Would a white person dating and then marrying another white person be perpetuating the dominance of white people over others? It is likely that one of their goals is to create more white people. Such individual "aesthetic preference" certainly would overshadow any concern over movie characterizations. How about music? Does not liking rap mean one hates black people and are oppressing them?
According to
certain individuals here, it does.
You are making an awful lot of unspoken assumptions about the biology of a fantastic race to come to that conclusion.
Even in fantasy literature, consistency and common sense matter. You don't get to throw the idea of in-universe rules out the window just because something is classified as either science fiction or fantasy.
It's genetics. The basic idea says that offspring share traits with their parents/progenitors. If they don't, there had better be a damn good explanation that's more than "director's social agenda."
For instance, there's an original character I created for my King's Heir adaptation that I would really love to have magical abilities.

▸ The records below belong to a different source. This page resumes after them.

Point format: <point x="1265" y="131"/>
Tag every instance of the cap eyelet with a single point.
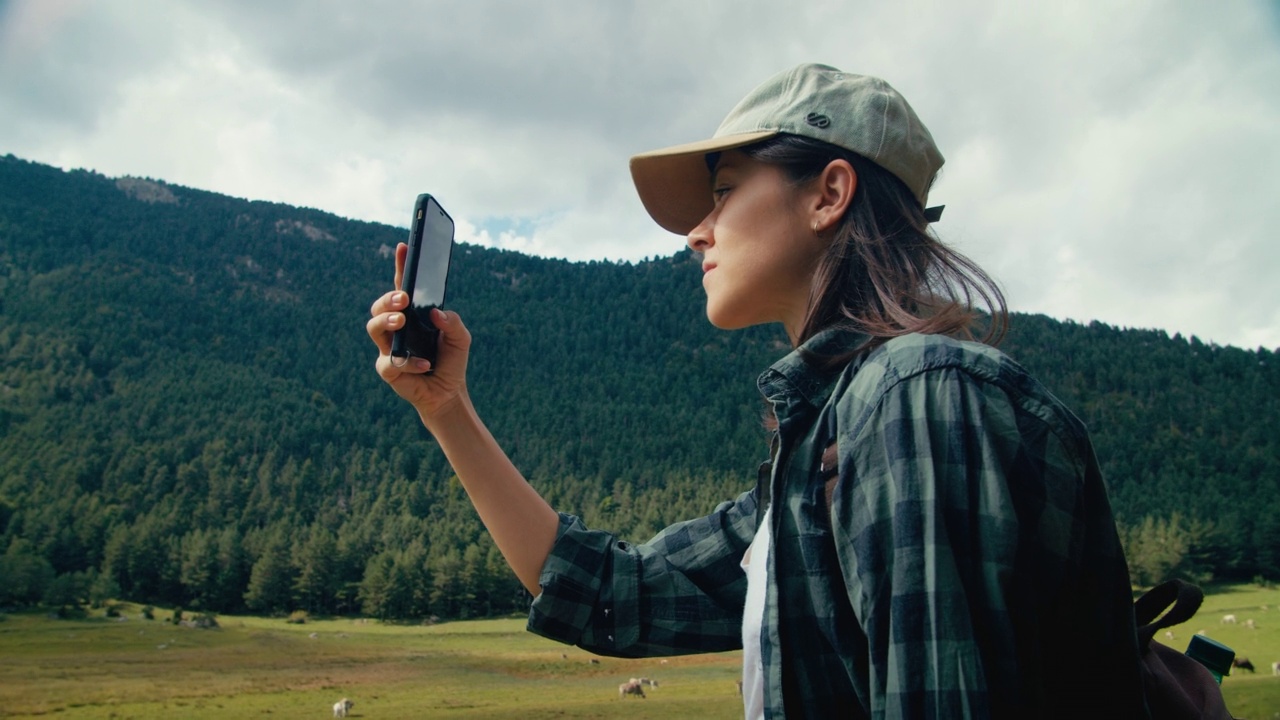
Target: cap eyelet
<point x="818" y="121"/>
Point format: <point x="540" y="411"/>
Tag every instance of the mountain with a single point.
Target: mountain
<point x="190" y="414"/>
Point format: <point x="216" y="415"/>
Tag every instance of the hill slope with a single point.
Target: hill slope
<point x="188" y="410"/>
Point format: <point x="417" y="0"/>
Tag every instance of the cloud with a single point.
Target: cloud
<point x="1105" y="162"/>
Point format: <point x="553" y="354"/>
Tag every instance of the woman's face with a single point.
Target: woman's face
<point x="758" y="246"/>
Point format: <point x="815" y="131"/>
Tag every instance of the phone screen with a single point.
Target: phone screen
<point x="433" y="256"/>
<point x="426" y="272"/>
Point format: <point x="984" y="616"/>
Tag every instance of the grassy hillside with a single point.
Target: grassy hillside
<point x="476" y="669"/>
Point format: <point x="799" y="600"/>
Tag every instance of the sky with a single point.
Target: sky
<point x="1111" y="162"/>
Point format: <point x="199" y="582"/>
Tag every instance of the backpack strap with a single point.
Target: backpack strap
<point x="1164" y="606"/>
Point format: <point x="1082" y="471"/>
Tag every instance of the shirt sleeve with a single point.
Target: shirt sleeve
<point x="681" y="592"/>
<point x="928" y="532"/>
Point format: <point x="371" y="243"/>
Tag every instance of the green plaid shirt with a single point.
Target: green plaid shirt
<point x="968" y="564"/>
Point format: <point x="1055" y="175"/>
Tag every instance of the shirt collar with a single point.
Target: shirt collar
<point x="800" y="376"/>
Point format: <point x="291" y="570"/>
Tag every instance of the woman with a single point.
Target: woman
<point x="932" y="537"/>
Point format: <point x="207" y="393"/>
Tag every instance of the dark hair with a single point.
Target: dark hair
<point x="886" y="274"/>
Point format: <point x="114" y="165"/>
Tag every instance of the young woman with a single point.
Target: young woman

It would enhance her in ways that would be rather poetic... however, due to the in-universe rules I already established to deal with the fact that the game developers chucked magic into this setting at the last minute, I can't justify it without breaking those rules. I can have her seem extraordinary in some ways, but I can't give her the same traits and abilities that the characters with the actual magical abilities have (at least without throwing her entire lineage into the trash heap and starting over, which would actually make the story worse, not better).
But then who would play the bad guys?
Yeah, about that tendency for some casting directors to use certain "types" to portray the villains...
Take the Norman Jewison production of
Jesus Christ Superstar. A black man played Judas. Take other productions of that play, and ponder how many of them have cast a black man as Judas, for whatever reason. I'd hope that Jewison's production did it because of the actor's talent and not because of "symbolism."
I wasn't present at the auditions for the production I worked on in 1981, but a black man was cast as Judas. Again - I don't know if that was in homage to the movie, or simply because this guy had a fantastic singing voice and was very good at interpreting the part.
There are other productions in which Judas was not played by a black man. That was the case with two that I worked on - a brief vignette in
A Dish of Cream and our second production of
Jesus Christ Superstar, nearly 20 years after the first one we did.
Ideally, you don't need an actor of a particular ethnicity or appearance to play a bad guy. All three of our Judas-portrayers were different - one black, two white, and of the two white actors, one was young, the other a generation older, and they had very different accents.